Stiamo giustamente condannando le risposte idiote di anonimi softgunners, ma, allo stesso tempo stiamo cercando la ragione dove non c'è: l'ignoranza non è una giustificazione, e nell'articolo ce n'è tanta...
Teo.
Come ho scritto nel mio commento che ho lasciato sul sito dell'articolo,per anni ho visto i softgunners nei boschi,e per anni ho avuto un'idea preconcetta sul loro conto.
Solo quando per vari motivi mi sono avvicinato al softair ho capito di cosa si trattasse veramente.
E mi dispiace dirlo,l'impietosa analisi che fà l'autrice dell'articolo spesso e volentieri rispecchia al realtà dei fatti.
Io di personaggi spiacevoli,molto aderenti alla descrizione(bambinoni viziati in mimetica) me ho conosciuti una marea...spesso pure presidenti di club,personaggi eccessivi e infantili per cui il softair è solo un modo per sfogare le proprie frustrazioni.

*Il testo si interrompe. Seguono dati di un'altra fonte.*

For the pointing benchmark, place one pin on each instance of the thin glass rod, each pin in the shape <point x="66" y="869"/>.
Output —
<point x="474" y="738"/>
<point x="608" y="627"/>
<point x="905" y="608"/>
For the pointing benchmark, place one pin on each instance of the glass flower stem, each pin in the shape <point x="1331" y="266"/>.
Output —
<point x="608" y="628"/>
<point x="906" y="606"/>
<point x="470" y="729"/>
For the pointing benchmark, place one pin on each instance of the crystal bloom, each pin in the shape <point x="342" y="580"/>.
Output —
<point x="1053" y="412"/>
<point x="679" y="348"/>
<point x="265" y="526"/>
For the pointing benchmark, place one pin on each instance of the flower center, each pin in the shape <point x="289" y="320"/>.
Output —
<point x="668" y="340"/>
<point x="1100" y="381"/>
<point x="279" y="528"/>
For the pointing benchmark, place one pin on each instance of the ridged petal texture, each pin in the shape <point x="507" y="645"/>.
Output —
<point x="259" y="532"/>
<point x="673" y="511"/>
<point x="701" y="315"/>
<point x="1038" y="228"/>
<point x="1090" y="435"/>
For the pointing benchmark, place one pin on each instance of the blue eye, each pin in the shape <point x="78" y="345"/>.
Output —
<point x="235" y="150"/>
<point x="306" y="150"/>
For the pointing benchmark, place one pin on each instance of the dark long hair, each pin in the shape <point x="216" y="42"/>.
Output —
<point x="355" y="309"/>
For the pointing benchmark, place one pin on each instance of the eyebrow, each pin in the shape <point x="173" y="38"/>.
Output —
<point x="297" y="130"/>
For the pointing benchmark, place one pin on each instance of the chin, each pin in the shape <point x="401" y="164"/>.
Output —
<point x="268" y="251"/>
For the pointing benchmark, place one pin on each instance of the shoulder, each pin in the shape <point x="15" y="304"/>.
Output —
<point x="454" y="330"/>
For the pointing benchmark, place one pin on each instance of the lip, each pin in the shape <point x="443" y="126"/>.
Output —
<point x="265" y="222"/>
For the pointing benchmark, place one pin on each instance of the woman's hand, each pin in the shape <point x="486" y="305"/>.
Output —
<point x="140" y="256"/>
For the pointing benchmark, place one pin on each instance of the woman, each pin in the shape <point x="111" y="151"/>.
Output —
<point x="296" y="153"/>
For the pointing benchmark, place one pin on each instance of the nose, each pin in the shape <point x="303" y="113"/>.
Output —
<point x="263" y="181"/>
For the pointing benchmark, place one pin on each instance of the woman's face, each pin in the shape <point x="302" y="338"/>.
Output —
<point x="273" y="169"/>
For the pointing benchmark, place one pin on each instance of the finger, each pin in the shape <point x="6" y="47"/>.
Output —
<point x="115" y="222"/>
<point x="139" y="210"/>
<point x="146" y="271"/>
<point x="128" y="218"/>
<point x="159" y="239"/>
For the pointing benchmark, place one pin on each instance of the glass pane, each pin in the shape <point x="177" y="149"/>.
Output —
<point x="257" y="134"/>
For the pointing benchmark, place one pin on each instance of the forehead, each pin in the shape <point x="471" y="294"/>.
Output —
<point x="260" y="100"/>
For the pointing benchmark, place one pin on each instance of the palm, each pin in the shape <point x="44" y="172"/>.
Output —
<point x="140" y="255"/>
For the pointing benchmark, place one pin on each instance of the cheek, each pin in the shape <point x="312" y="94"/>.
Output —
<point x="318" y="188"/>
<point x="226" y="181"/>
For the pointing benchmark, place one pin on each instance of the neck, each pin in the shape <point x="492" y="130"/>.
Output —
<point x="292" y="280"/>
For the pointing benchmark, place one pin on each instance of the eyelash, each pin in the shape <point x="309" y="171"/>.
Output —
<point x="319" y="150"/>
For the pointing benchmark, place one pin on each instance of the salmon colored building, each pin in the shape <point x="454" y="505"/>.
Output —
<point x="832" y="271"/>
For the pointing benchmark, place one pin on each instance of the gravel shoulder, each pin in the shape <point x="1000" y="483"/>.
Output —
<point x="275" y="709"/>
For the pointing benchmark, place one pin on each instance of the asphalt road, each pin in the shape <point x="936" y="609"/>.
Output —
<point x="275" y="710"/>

E poi dovremmo essere i primi a capire la situazione...quando arriva la stagione della caccia e i cacciatori ci fanno smammare,siamo tutti li a lamentarci esattamente come fanno gli escursionisti...i cacciatori inquinano,sporcano,uccidono e sono pericolosi dato che spesso sparano a pene di cane.
Eppure,anche loro hanno lo stesso diritto(anzi..anche di più visto che godono di permessi e privilegi superiori ai nostri) di noi di portare avanti la propria attività ludica.
Quindi,come al solito..come dice Obi One kenobi..la verità è spesso questione di punti di vista.